1. Introduction

Arthropod-borne viruses (arboviruses) are part of a large group of viruses that are transmitted to hosts (animals and humans) by hematophagous insects, such as mosquitoes and sand flies [1,2]. In the past years, various arboviruses gained notoriety for their impact on public health in different parts of the globe, such as the Yellow Fever (YFV), Dengue (DENV), Chikungunya (CHIKV), and Zika (ZIKV) viruses [3,4,5,6]. In 2015, Brazil faced a unique epidemiological scenario, with multiple reports of arbovirus-like symptoms and an enormous number of neurological cases (Guillain–Barré and congenital Zika syndromes). The Brazilian Northeast region was particularly affected and considered to be the epicenter of the disease, but Zika later spread to the rest of the country [7,8]. Within the Brazilian northeast region, Recife, the capital of Pernambuco state, was the most affected city in Brazil, with the highest number of congenital Zika syndrome cases than any other Brazilian capital [7,9]. In addition to ZIKV, DENV and CHIKV were simultaneously circulating in the city.

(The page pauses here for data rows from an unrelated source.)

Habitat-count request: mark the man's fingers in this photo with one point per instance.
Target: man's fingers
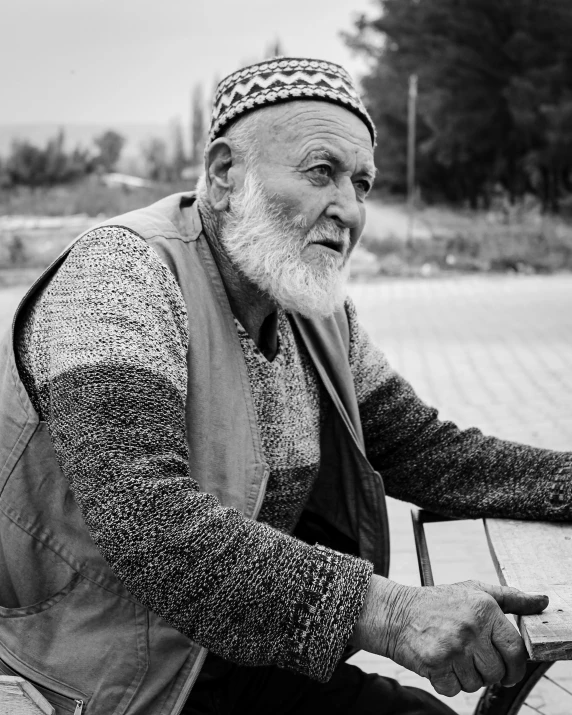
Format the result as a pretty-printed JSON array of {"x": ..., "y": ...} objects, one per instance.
[
  {"x": 467, "y": 675},
  {"x": 511, "y": 600},
  {"x": 490, "y": 666},
  {"x": 510, "y": 647},
  {"x": 446, "y": 684}
]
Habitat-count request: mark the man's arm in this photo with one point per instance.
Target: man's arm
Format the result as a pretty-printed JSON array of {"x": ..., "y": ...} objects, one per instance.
[
  {"x": 103, "y": 355},
  {"x": 439, "y": 467},
  {"x": 455, "y": 635}
]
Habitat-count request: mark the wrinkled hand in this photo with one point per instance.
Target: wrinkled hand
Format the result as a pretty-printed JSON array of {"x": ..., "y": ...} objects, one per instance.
[{"x": 456, "y": 635}]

Among several risk factors for arbovirus infections, the low socioeconomic conditions and the high densities of mosquito vectors found in Recife favored the broad and rapid dispersion of these three viruses in the area [9,10].

Dengue is the only one of these arboviruses possibly preventable with a vaccine. Still, the dengue vaccine is safe and prevents severe dengue in a subsequent infection, with long-term protection in seropositive individuals, while analysis revealed an excess risk of severe dengue in seronegative vaccinated individuals, compared to seronegative non-vaccinated [11,12,13]. In short, there are no effective and safe vaccines to control these arboviruses and no anti-viral treatments. Therefore, effective mosquito management programs are crucial for reducing mosquito populations, mosquito bites, and consequently, the transmission of arboviruses.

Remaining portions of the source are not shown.